Speaking to reporters at the White House, Trump denied saying Wednesday that he was open to releasing the video — despite doing so on camera — and then attacked the journalist who asked him about his previous comments, calling her “fake news.”
“I didn’t say that. You said that,” Trump said, before adding: “Whatever Hegseth wants to do is okay with me.”
The comments came as the administration struggles to shake off scrutiny of a Sept. 2 operation in which elite Special Operations forces attacked a boat carrying 11 people and then struck again after determining there two survivors among the wreckage. The incident, first reported by The Washington Post late last month, has raised questions among Democrats and law of war experts about whether the men’s killing may constitute a war crime.
Hegseth, speaking Saturday at the Reagan National Defense Forum in California, declined to commit to releasing the video despite Trump’s earlier comments.
“We are reviewing the process, and we’ll see,” Hegseth said, voicing a desire to protect future operations of a similar kind. Spokespeople for the secretary could not immediately be reached for comment Monday.

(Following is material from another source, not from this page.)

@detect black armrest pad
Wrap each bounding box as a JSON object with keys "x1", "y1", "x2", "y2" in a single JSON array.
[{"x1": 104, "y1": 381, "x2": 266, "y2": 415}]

Lawmakers have demanded the release of all related video, including footage shown to select lawmakers last week when Adm. Frank M. Bradley, the commander who oversaw the operation, was summoned to Capitol Hill to discuss his decision-making.
In language of its new defense policy bill, released Sunday, lawmakers called for “unedited video of strikes conducted against designated terrorist organizations in the area of responsibility of the United States Southern Command” to be released to members of the armed services committees and for a quarter of Hegseth’s travel budget to be withheld if the defense secretary continues to withhold the footage. That news was reported earlier by Politico.
Administration officials have defended the Sept. 2 strike, comparing the action at sea to strikes in years past against militants in Iraq, Afghanistan and other countries. Hegseth, speaking Saturday, called the secondary strike a “reattack” and said that while Bradley ordered the action, he agreed with the call.
Legal experts and Democrats have questioned that argument, saying that recent strikes at sea do not come with the same congressional authorization of military force and that killing a shipwrecked combatant at sea is considered a violation of the law of armed conflict.
The Sept. 2 strike was the first that the Pentagon has carried out, killing more than 85 people. Hegseth, in his remarks Saturday, said the strikes will continue.
The targets, he said, “are the al-Qaeda of our hemisphere, and we are hunting them with the sophistication and precision that we hunted al-Qaeda. We are tracking them, we are killing them, and we will keep killing them so long as they are poisoning [American citizens] with narcotics.”
Hegseth said that the drugs are “tantamount to chemical weapons.”